Interview With A Front-Line Hero
Interview With Stefani Bohmfalk
Interviewer Imani C. McCray
NYC 2020 COVID-19 Lockown
Uncertain of how to handle a world pandemic, many countries around the world enforced lockdowns to try to slow the spread of the disease. For many countries, this involved closing schools, canceling public events, closing borders, and encouraging people to work from home. The streets became ghost towns and the hospital’s war zones. Front-line nurses traveled any distance to aid where most needed—in the summer of 2020, this was New York City where refrigerated trucks served as make-shift morgues.
Q: Within the 40 days you have been in NYC can you take me through a day that shook your reality?

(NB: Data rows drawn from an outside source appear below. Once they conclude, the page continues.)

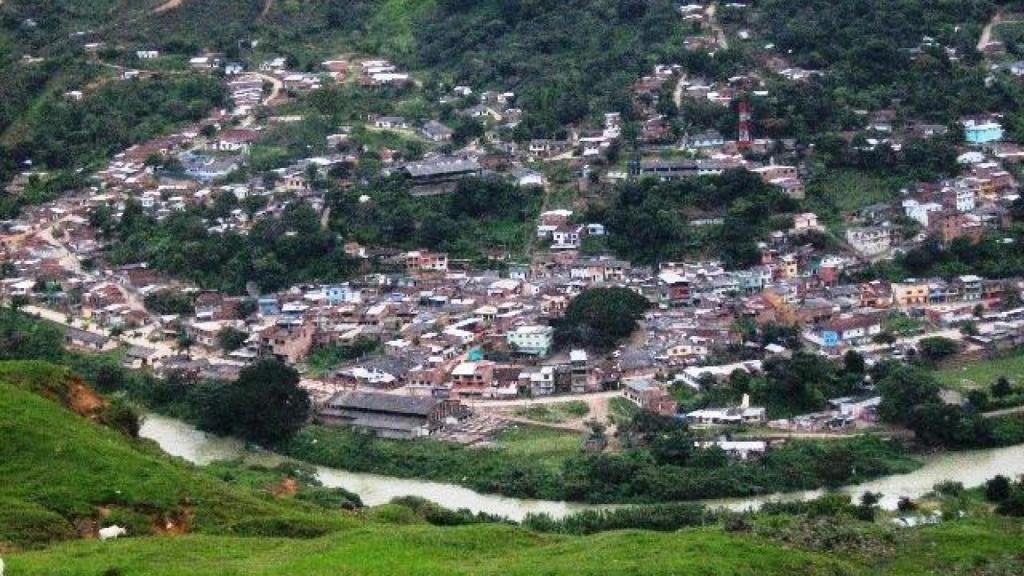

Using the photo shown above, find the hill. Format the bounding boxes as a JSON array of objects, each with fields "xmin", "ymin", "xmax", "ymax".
[
  {"xmin": 0, "ymin": 362, "xmax": 360, "ymax": 549},
  {"xmin": 0, "ymin": 356, "xmax": 1024, "ymax": 576}
]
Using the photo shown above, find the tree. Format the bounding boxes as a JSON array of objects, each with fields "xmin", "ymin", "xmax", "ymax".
[
  {"xmin": 985, "ymin": 475, "xmax": 1013, "ymax": 502},
  {"xmin": 843, "ymin": 349, "xmax": 864, "ymax": 374},
  {"xmin": 918, "ymin": 336, "xmax": 959, "ymax": 363},
  {"xmin": 878, "ymin": 365, "xmax": 940, "ymax": 423},
  {"xmin": 992, "ymin": 376, "xmax": 1014, "ymax": 398},
  {"xmin": 174, "ymin": 329, "xmax": 196, "ymax": 357},
  {"xmin": 554, "ymin": 288, "xmax": 650, "ymax": 349},
  {"xmin": 224, "ymin": 359, "xmax": 310, "ymax": 445},
  {"xmin": 650, "ymin": 426, "xmax": 693, "ymax": 466}
]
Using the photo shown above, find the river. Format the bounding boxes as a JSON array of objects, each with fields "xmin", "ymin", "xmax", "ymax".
[{"xmin": 139, "ymin": 414, "xmax": 1024, "ymax": 521}]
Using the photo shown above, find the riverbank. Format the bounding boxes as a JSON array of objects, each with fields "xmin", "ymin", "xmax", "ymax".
[
  {"xmin": 281, "ymin": 425, "xmax": 921, "ymax": 504},
  {"xmin": 140, "ymin": 414, "xmax": 1024, "ymax": 522}
]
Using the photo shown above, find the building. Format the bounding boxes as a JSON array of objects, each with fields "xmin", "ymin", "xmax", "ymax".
[
  {"xmin": 808, "ymin": 315, "xmax": 882, "ymax": 348},
  {"xmin": 964, "ymin": 120, "xmax": 1002, "ymax": 145},
  {"xmin": 452, "ymin": 360, "xmax": 495, "ymax": 398},
  {"xmin": 406, "ymin": 250, "xmax": 447, "ymax": 273},
  {"xmin": 846, "ymin": 227, "xmax": 892, "ymax": 257},
  {"xmin": 318, "ymin": 392, "xmax": 459, "ymax": 440},
  {"xmin": 420, "ymin": 120, "xmax": 455, "ymax": 142},
  {"xmin": 506, "ymin": 326, "xmax": 555, "ymax": 357},
  {"xmin": 402, "ymin": 158, "xmax": 483, "ymax": 194},
  {"xmin": 569, "ymin": 349, "xmax": 591, "ymax": 394},
  {"xmin": 892, "ymin": 280, "xmax": 928, "ymax": 308},
  {"xmin": 623, "ymin": 379, "xmax": 679, "ymax": 416},
  {"xmin": 65, "ymin": 327, "xmax": 118, "ymax": 352},
  {"xmin": 903, "ymin": 200, "xmax": 942, "ymax": 228},
  {"xmin": 686, "ymin": 394, "xmax": 767, "ymax": 426}
]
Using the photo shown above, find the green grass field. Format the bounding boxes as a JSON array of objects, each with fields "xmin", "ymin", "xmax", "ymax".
[
  {"xmin": 495, "ymin": 424, "xmax": 583, "ymax": 469},
  {"xmin": 0, "ymin": 356, "xmax": 1024, "ymax": 576},
  {"xmin": 935, "ymin": 344, "xmax": 1024, "ymax": 390},
  {"xmin": 608, "ymin": 397, "xmax": 640, "ymax": 424},
  {"xmin": 512, "ymin": 400, "xmax": 590, "ymax": 424},
  {"xmin": 0, "ymin": 363, "xmax": 352, "ymax": 548}
]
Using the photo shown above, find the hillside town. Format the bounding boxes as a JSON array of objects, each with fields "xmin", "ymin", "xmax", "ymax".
[{"xmin": 6, "ymin": 5, "xmax": 1024, "ymax": 459}]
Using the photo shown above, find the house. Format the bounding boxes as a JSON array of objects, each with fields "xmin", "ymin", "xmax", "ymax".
[
  {"xmin": 892, "ymin": 279, "xmax": 928, "ymax": 308},
  {"xmin": 805, "ymin": 315, "xmax": 882, "ymax": 348},
  {"xmin": 682, "ymin": 131, "xmax": 725, "ymax": 149},
  {"xmin": 374, "ymin": 116, "xmax": 409, "ymax": 130},
  {"xmin": 693, "ymin": 439, "xmax": 768, "ymax": 460},
  {"xmin": 846, "ymin": 227, "xmax": 892, "ymax": 257},
  {"xmin": 640, "ymin": 160, "xmax": 729, "ymax": 180},
  {"xmin": 505, "ymin": 325, "xmax": 555, "ymax": 357},
  {"xmin": 260, "ymin": 323, "xmax": 315, "ymax": 364},
  {"xmin": 214, "ymin": 128, "xmax": 259, "ymax": 153},
  {"xmin": 317, "ymin": 392, "xmax": 459, "ymax": 440},
  {"xmin": 623, "ymin": 379, "xmax": 678, "ymax": 416},
  {"xmin": 551, "ymin": 223, "xmax": 587, "ymax": 250},
  {"xmin": 686, "ymin": 394, "xmax": 767, "ymax": 426},
  {"xmin": 452, "ymin": 360, "xmax": 495, "ymax": 398},
  {"xmin": 420, "ymin": 120, "xmax": 455, "ymax": 142},
  {"xmin": 964, "ymin": 120, "xmax": 1002, "ymax": 145},
  {"xmin": 903, "ymin": 199, "xmax": 942, "ymax": 228},
  {"xmin": 510, "ymin": 168, "xmax": 547, "ymax": 187},
  {"xmin": 404, "ymin": 250, "xmax": 447, "ymax": 273},
  {"xmin": 527, "ymin": 139, "xmax": 571, "ymax": 158},
  {"xmin": 793, "ymin": 212, "xmax": 824, "ymax": 234},
  {"xmin": 402, "ymin": 158, "xmax": 483, "ymax": 192},
  {"xmin": 519, "ymin": 366, "xmax": 555, "ymax": 397}
]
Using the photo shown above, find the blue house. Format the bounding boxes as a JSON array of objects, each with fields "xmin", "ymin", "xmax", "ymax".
[
  {"xmin": 324, "ymin": 284, "xmax": 360, "ymax": 305},
  {"xmin": 256, "ymin": 296, "xmax": 281, "ymax": 316},
  {"xmin": 964, "ymin": 122, "xmax": 1002, "ymax": 145}
]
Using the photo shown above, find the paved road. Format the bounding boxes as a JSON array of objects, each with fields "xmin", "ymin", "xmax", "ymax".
[
  {"xmin": 982, "ymin": 406, "xmax": 1024, "ymax": 418},
  {"xmin": 22, "ymin": 305, "xmax": 180, "ymax": 357},
  {"xmin": 466, "ymin": 390, "xmax": 623, "ymax": 408}
]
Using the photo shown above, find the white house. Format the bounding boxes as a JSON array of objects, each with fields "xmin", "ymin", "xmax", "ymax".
[
  {"xmin": 903, "ymin": 199, "xmax": 942, "ymax": 228},
  {"xmin": 506, "ymin": 325, "xmax": 555, "ymax": 356}
]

A: My first time in Queens, day 1, there were 159 patients in that ER everywhere. Two hours into my shift I left the ER and I was just crying, thinking about it now you get so emotional because there are so many people that need help and you can’t help them all. People need oxygen. You walk through and there are oxygen tanks everywhere people running out of O2. The saddest for me was having people die alone and seeing their families couldn’t be there. Trying to wake them up to unlock their phones to Face-time families before they go; I will never forget that. In my time here, I have had more deaths than in my entire nursing career. I have never put so many patients in body bags. Just being with them and hoping they had a good life and hoping their families find peace is what we all went through daily.
Q: “How do you as a front-line nurse during COVID-19 prepare mentally prepare for what you have to do?”
A: In coming to New York, there is nothing I could have done to mentally prepare for this myself. We had no idea what we would be walking into When I was stationed at Queen’s hospital it was literally like a medical war-zone and nothing could have prepared me for that.
Q: What is the most significant experience you are missing during all this?
A: Being with my family and just being able to hug them. Everyone is so afraid of me to even touch me, and I get it because I’m here on the front lines. It’s the stuff you take for granted until you can’t do it. I miss my family so much I can’t wait to go back home, see them, and hug them.
Q: When was the first time you heard of COVID-19 and what was your first reactions?
A: First time I heard about it was back in February, San Antonio was one of the few cities that got the first infected curies, ship passengers. I took care of the very first cruise ship passenger from Japan and that’s where I learned to care for these patients and anyone with potential Covid-19 symptoms. So, I knew and learned about COVID-19 a couple of months before I came to New York and that’s how I ended up here.
Q: Do you have anything you would like to say to the people helping by social distancing and staying inside?
A: I know people want to go back to their normal life and it’s hard I want to go back to my normal life, I want to go shopping. Being on the front line and seeing the people that haven’t done that and can potentially lose their life I would have never believed it until I saw it here. You have to see it to believe it and I don’t wish everyone saw what I saw but understood how bad it is.